Após oito anos de estudos e consultas com especialistas em China no exterior, o ministério da Educação e a Comissão do Idioma, criada pelo governo, apresentaram este ano suas propostas para modificar 44 dos 3.500 caracteres mais utilizados da escrita chinesa. O objetivo por trás do projeto é "se adaptar às exigências da era da informação, à evolução da língua e ao desenvolvimento da sociedade".
Os dois organismos fizeram um apelo público para receber opiniões pela internet, por fax ou por carta. "Somos funcionários, nossa responsabilidade é servir ao povo. Se o povo se opõe, não mudaremos nada", declarou um dos membros da Comissão, Li Ningming.
A proposta não traz grandes transformações, apenas alguns traços a menos. Por exemplo, um caractere muito utilizado, o "cha" (chá), perderia um pequeno traço em sua base. Uma mudança que já pode ser vista em algumas lojas de chá de Pequim. Outro exemplo, o caractere "xin" (novo), também perderia um traço.
Liu Jingbo, calígrafo profissional que organiza regularmente exposições em Pequim, não se opõe às mudanças, a princípio. "Os caracteres chineses vêm da história antiga, mas é possível reformá-los respeitando certas regras, se isso servir para simplificar a vida das pessoas", disse. "Muitas pessoas, sobretudo pessoas de idade, são contra porque estão acostumados a esses caracteres", acrescentou.
Nos anos 50, o filósofo Chen Mengjia pagou caro por sua oposição a uma reforma dos ideogramas, que levou à simplificação de mais de 2 mil deles.

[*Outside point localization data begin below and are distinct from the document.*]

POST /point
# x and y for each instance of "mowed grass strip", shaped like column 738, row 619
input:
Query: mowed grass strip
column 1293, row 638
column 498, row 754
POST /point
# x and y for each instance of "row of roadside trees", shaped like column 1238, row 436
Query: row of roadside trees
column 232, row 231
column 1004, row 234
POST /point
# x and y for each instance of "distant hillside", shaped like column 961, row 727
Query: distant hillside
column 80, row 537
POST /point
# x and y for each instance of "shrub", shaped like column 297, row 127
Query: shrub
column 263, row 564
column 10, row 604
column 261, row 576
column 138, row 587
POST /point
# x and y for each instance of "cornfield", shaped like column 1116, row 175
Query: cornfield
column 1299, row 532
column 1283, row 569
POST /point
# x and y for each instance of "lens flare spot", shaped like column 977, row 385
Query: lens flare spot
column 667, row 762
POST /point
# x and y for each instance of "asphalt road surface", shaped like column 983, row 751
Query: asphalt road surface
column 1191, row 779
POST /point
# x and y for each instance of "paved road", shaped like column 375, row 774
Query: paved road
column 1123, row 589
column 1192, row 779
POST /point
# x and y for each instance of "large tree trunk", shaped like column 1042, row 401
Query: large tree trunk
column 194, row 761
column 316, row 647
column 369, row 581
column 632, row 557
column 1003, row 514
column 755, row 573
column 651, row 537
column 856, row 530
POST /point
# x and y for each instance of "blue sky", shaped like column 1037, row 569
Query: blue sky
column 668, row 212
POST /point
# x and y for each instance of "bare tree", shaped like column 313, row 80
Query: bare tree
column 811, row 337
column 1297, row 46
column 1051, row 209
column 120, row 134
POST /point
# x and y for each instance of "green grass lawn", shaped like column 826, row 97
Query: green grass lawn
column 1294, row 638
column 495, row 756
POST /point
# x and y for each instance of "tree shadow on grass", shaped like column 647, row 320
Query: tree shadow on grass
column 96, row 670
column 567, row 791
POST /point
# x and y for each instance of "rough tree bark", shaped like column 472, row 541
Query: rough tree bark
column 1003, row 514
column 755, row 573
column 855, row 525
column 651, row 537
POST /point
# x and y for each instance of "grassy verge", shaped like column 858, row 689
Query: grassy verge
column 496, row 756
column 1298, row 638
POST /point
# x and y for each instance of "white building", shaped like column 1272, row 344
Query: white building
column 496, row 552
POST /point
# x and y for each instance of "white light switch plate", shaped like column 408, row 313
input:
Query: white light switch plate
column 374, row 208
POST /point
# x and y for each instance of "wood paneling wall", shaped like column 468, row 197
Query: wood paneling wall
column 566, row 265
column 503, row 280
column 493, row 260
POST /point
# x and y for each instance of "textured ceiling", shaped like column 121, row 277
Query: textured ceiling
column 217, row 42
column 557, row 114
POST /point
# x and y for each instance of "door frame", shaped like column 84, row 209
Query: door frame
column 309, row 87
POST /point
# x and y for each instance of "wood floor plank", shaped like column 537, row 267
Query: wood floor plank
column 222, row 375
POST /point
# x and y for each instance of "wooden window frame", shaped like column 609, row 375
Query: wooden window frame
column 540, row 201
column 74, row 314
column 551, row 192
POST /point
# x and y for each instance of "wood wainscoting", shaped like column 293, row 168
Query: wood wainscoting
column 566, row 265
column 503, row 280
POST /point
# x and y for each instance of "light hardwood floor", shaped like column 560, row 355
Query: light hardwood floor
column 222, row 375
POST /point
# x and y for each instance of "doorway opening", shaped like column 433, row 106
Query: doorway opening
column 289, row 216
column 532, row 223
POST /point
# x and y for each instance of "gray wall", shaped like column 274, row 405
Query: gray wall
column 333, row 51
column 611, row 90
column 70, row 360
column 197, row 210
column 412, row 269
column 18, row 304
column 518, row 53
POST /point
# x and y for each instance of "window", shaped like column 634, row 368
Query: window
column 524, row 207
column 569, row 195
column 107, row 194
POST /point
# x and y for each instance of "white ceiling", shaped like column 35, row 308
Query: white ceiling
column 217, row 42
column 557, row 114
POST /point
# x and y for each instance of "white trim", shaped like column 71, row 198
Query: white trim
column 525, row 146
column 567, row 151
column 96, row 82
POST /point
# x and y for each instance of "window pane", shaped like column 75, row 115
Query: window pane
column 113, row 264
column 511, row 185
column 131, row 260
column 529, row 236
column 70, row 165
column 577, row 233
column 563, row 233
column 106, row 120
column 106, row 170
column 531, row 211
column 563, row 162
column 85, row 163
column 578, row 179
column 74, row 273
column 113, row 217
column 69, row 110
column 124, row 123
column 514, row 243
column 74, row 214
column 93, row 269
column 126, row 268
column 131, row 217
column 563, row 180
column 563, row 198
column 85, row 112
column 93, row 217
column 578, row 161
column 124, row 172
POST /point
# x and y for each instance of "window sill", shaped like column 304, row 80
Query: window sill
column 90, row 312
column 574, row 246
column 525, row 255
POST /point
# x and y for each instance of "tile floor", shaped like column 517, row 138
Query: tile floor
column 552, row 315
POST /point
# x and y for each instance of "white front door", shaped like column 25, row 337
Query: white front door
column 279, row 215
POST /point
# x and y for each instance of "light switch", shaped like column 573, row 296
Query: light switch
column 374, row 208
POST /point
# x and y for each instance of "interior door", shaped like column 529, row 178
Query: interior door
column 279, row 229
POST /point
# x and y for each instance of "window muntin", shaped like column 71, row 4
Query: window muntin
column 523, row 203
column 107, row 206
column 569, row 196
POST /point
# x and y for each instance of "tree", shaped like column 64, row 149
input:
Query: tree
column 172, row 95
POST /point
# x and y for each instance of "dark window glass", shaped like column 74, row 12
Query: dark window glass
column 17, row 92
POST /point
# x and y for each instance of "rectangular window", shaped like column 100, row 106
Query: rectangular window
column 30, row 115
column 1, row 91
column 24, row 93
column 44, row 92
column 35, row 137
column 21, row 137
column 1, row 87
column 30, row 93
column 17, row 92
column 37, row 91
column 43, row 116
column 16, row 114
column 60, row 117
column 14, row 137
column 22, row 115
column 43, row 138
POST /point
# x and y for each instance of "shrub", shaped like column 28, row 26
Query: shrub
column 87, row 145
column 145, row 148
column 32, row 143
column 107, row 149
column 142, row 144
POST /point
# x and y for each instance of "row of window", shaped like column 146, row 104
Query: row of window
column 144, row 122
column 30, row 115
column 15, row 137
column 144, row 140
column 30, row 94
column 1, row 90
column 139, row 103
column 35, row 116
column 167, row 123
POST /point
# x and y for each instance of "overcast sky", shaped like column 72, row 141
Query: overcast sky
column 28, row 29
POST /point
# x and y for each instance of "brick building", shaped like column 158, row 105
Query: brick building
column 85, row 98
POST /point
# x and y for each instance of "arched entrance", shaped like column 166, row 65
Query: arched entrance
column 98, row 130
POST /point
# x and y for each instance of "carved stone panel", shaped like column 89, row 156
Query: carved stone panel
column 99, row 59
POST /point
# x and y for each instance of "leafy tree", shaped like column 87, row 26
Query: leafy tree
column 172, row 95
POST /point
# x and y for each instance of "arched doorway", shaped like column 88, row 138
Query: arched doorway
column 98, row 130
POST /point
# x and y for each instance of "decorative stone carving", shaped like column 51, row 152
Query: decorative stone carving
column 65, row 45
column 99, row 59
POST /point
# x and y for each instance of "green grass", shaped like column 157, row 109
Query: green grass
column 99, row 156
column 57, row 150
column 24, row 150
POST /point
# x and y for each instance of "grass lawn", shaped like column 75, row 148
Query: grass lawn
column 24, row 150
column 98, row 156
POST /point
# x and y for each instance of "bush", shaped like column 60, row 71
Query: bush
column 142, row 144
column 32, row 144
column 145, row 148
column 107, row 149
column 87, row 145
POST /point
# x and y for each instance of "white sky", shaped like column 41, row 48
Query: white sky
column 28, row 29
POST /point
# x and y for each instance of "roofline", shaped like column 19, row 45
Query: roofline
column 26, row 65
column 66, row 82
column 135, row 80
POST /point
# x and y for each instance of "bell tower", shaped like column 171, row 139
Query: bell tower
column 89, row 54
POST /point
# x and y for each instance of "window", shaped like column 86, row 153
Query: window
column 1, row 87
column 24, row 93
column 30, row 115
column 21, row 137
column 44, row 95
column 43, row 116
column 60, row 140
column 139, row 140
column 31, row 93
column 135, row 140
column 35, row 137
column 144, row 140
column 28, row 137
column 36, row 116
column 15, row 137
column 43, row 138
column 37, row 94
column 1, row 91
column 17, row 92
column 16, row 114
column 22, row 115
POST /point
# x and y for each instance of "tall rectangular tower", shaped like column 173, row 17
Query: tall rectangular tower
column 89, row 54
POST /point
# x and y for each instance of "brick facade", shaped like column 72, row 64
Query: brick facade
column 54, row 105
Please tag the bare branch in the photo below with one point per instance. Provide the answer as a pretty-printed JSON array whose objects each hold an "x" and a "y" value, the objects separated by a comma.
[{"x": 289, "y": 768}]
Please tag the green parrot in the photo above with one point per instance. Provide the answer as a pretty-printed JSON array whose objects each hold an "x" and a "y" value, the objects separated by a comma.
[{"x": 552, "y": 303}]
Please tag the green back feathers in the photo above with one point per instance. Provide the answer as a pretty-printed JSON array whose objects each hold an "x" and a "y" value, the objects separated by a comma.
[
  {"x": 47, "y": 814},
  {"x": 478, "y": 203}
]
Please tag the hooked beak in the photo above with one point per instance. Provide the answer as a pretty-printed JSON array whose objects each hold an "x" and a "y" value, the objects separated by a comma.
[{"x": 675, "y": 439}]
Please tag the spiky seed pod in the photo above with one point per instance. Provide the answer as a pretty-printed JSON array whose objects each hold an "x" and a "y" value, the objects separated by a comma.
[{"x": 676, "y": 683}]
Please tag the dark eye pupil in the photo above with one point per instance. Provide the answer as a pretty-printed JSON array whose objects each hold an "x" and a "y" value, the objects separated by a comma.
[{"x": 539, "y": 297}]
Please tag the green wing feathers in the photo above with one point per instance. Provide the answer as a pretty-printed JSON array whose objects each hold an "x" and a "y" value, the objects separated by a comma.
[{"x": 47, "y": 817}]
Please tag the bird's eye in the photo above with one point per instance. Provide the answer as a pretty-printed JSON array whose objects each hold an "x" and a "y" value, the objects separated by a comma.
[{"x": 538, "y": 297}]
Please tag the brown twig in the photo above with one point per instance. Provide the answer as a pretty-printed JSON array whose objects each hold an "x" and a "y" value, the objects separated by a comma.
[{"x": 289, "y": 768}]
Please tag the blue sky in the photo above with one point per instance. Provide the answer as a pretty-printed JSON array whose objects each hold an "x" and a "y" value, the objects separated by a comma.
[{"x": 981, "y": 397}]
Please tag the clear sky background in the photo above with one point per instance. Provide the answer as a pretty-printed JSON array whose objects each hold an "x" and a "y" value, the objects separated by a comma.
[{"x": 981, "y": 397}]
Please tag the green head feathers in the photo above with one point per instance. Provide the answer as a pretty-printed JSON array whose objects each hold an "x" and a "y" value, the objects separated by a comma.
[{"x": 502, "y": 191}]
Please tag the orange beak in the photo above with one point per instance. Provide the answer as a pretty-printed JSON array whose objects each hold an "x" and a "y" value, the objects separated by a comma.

Chamado de "direitista" e mandado para um campo de trabalhos forçados, acabou sometendo suicídio em Pequim em 1966 após várias sessões de críticas ao princípio da Revolução Cultural.
Desta vez, muitos se opõem à reforma, e as opiniões são expostas principalmente na internet. Em vários sites, mais de 80% dos internautas expressaram sua oposição ao projeto.
Muitos consideram que, apesra da reforma modificar apenas alguns poucos ideogramas, são caracteres muito usados, e sua mudança teria repercussão importante em dicionários, livros escolares, editoras e, finalmente, nos chineses de maneira geral.
Para os especialistas, esta polêmica demonstra o grande apego dos chineses a sua escrita particular, fator de unificação em país imenso e de diferentes línguas.
Entre as primeiras medidas tomadas pelo Primeiro Imperador (Qinshi Huangdi, século III A.C.), decididas após a vitória sobre todos os outros reinos, a que determinava a unificação da escrita foi uma das mais importantes", explica Olivier Ventura, pesquisador do Centro da Escola Francesa do Extremo Oriente em Pequim. A escrita "é extremamente importante, é considerada o cimento da cultura chinesa", estima.